What the film does show—and in an entertaining and enlightening way—is how Jobs had a unique talent for synthesizing art, technology, business, spirituality and design into a singular worldview, and how the founding of Apple with Woz in his parents’ garage in 1976 represented the birth of a new kind of company.
“Nobody wants to buy a computer,” says Woz, in a moment of doubt. “How does somebody know what they want when they’ve never even seen it?” replies Jobs.
In movies like this one, every great hero requires a fatal flaw as well as a powerful bad guy to go up against. For Jobs, his flaw was his turbo-charged hubris. As for the bad guy, that role is filled by Arthur Rock, the chairman of the Apple board who trips up Jobs’ vision at every turn in the name of steering a professionally managed corporation.

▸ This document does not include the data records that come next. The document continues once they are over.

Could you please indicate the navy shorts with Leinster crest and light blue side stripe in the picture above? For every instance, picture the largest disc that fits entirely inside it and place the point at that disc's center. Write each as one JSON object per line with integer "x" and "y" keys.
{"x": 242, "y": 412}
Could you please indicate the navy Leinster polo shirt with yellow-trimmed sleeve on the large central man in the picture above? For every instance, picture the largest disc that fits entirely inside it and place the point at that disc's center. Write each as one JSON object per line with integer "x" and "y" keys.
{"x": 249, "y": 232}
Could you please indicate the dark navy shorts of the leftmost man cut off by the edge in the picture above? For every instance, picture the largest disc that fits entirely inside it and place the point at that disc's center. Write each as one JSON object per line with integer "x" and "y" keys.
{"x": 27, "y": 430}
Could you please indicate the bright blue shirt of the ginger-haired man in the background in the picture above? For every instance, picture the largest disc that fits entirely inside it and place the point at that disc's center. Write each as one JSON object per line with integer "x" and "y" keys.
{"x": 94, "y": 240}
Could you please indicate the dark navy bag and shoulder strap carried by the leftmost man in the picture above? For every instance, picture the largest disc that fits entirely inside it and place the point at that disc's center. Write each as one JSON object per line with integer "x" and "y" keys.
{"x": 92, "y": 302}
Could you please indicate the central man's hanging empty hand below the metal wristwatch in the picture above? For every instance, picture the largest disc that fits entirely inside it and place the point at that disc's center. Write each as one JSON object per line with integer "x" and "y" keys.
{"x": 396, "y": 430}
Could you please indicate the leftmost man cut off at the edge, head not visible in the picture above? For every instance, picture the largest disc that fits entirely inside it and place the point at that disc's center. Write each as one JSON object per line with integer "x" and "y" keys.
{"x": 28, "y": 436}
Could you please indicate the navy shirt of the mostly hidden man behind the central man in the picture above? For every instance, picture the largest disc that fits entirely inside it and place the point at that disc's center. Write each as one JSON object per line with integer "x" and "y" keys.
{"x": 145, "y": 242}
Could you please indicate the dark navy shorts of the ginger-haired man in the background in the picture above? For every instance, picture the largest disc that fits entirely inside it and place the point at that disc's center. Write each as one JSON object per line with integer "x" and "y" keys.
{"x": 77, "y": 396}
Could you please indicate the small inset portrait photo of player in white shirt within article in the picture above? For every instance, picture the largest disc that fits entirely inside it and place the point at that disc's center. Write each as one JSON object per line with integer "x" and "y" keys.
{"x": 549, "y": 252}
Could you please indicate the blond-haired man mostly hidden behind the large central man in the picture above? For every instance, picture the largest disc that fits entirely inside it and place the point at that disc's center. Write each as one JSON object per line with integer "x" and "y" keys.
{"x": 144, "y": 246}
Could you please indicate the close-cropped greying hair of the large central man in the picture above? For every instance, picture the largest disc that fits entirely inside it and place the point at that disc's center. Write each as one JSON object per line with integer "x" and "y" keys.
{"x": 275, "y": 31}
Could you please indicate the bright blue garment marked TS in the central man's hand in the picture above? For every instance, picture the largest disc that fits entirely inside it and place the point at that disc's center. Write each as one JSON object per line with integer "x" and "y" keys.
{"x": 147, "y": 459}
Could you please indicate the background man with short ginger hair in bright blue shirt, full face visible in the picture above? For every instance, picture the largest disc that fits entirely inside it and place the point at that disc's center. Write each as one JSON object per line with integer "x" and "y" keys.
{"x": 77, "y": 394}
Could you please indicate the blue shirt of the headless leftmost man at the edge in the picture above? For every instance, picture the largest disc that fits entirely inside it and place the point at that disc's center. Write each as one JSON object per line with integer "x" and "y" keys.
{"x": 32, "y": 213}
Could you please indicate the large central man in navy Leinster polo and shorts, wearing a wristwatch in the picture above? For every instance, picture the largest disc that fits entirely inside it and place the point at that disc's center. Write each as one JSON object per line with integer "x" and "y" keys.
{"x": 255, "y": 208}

But Rock doesn’t act alone. He corrals the rest of the board and the newly appointed CEO John Sculley to provide the viewer with one of the all-time best examples of the innovator’s dilemma, showing how the best managers are classically trained to unwittingly destroy good companies—and how fast that destruction can happen in the hyperspeed world of technology.
This part of the story is all-too-familiar but director Joshua Michael Stern deftly dramatizes it. After the Apple II became the first truly successful personal computer, Rock and his allies moved to protect it and devote the lion’s share of corporate resources on evolutionary extensions of the product. Meanwhile, Jobs flails about trying to turn the Lisa into the next breakthrough, but he lacks both the resources and the right mix of new features, and the Lisa becomes an over-budget failure.

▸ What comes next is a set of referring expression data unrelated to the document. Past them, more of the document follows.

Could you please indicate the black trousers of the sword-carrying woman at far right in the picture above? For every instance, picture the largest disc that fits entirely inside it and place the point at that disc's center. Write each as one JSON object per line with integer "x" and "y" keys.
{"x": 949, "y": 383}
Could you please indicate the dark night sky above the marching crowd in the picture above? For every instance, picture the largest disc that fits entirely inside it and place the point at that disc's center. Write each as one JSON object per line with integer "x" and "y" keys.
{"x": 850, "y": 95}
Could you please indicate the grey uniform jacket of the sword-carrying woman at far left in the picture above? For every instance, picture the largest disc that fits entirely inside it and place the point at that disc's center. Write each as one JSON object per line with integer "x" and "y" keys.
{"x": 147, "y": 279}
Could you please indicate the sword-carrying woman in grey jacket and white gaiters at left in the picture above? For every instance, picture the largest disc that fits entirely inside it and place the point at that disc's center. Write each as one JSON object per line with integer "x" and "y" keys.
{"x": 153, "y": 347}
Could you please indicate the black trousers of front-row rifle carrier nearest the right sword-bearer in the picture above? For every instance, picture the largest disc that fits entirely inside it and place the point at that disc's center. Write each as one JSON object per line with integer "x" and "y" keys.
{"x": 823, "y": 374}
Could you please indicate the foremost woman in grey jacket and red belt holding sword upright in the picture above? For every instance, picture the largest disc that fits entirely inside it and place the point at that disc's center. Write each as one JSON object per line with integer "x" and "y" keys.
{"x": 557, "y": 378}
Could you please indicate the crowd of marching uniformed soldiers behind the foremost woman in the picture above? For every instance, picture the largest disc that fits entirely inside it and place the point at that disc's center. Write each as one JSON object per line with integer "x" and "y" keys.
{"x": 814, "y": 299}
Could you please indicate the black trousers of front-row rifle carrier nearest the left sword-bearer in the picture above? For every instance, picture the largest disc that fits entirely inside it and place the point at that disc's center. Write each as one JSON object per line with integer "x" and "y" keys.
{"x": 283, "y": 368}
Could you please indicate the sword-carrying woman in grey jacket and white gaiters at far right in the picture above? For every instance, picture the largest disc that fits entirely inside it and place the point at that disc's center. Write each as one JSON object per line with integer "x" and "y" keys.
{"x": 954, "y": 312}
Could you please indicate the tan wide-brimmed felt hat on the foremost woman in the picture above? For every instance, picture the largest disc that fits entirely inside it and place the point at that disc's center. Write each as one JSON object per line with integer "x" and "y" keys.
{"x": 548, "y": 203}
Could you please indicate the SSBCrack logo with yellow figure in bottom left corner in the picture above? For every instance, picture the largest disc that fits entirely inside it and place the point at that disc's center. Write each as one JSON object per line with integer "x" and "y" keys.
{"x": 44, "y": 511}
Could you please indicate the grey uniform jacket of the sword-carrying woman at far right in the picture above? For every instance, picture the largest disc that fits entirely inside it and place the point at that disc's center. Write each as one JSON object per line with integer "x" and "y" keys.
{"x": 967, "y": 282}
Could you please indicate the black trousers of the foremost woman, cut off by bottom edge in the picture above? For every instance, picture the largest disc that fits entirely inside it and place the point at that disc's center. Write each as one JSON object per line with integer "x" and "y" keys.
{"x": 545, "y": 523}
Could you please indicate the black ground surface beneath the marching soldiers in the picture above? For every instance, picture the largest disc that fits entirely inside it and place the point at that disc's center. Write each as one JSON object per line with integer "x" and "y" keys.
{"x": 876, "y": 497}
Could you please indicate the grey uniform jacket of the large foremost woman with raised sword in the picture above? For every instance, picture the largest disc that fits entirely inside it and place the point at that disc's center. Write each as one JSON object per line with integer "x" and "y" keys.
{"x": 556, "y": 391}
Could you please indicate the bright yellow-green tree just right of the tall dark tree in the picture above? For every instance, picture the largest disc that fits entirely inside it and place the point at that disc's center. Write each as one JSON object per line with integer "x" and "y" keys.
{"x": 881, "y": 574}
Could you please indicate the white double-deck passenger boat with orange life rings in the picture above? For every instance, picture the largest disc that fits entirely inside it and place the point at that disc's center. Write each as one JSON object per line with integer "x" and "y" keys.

The conflict really kicks into gear when Jobs forces himself into a leadership role of a small side project known as Macintosh. He manages to create a revolutionary machine, but Sculley and the board undercut him by overpricing it beyond the means of mainstream consumers in the name of protecting profit margins. When Mac sales are lackluster, Rock forces Jobs out of the firm. Then the professionals make quick work of running Apple into the ground.

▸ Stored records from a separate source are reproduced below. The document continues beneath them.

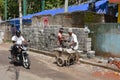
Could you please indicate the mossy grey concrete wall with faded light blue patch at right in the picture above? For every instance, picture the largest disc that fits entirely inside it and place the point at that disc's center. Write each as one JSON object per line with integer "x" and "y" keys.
{"x": 106, "y": 38}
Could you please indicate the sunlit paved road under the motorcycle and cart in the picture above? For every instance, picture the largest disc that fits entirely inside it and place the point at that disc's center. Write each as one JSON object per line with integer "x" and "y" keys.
{"x": 44, "y": 68}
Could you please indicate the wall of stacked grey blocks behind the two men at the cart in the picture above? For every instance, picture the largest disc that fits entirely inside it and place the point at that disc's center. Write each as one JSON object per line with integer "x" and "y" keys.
{"x": 46, "y": 39}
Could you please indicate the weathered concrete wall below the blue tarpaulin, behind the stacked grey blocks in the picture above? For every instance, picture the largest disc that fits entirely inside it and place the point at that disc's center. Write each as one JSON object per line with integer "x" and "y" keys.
{"x": 74, "y": 19}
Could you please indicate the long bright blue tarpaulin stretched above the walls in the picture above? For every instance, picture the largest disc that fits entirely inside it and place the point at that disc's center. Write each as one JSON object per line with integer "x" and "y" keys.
{"x": 101, "y": 7}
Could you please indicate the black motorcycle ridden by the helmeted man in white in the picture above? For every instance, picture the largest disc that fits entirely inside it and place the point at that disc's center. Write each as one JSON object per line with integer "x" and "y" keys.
{"x": 21, "y": 56}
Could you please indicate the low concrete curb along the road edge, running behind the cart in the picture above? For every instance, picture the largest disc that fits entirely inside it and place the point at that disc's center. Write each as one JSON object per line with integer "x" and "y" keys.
{"x": 81, "y": 60}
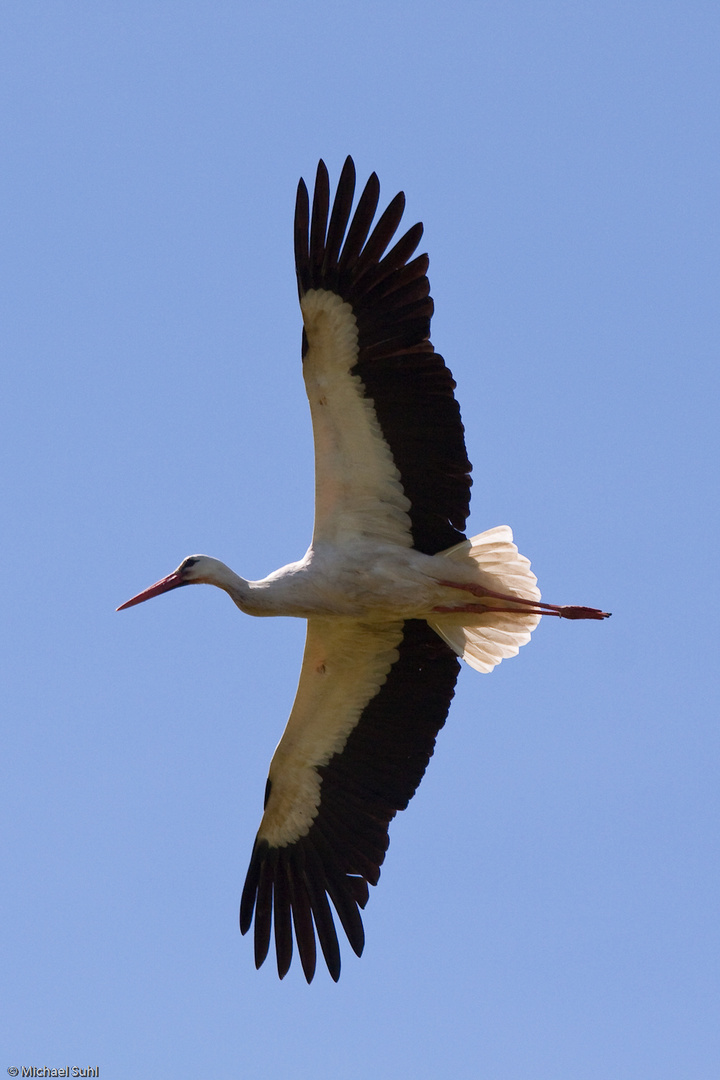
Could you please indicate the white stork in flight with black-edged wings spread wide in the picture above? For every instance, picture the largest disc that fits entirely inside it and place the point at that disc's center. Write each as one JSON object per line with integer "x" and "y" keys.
{"x": 392, "y": 590}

After the Apple visionary died in 2011, his biographer revealed that the only business book on Jobs’ list of all-time favorites was “The Innovator’s Dilemma,” which he apparently read around the time of his return to Apple. Jobs told Walter Isaacson that he was “deeply influenced” by the book. If you look at his career post-comeback, you can reasonably conclude that Jobs went so far as to solve the dilemma by harnessing the principles of disruptive innovation that Christensen introduced back then.
He did it by stepping away from the treadmill of improving the personal computer, reaching instead into “the consumer’s heart,” as the Jobs character says in the film. The result was a series of disruptive devices that made technology even more personal and catapulted Apple from the brink of insolvency to the world’s most valuable corporation.
Like its protagonist, JOBS has its flaws. The film has received mixed reviews for being heavy-handed, and Woz has jabbed it for putting fictional words in his mouth. But if you’re into contemplating the contours of innovation, this is two hours very well spent.
Evan I. Schwartz is director of storytelling at Innosight.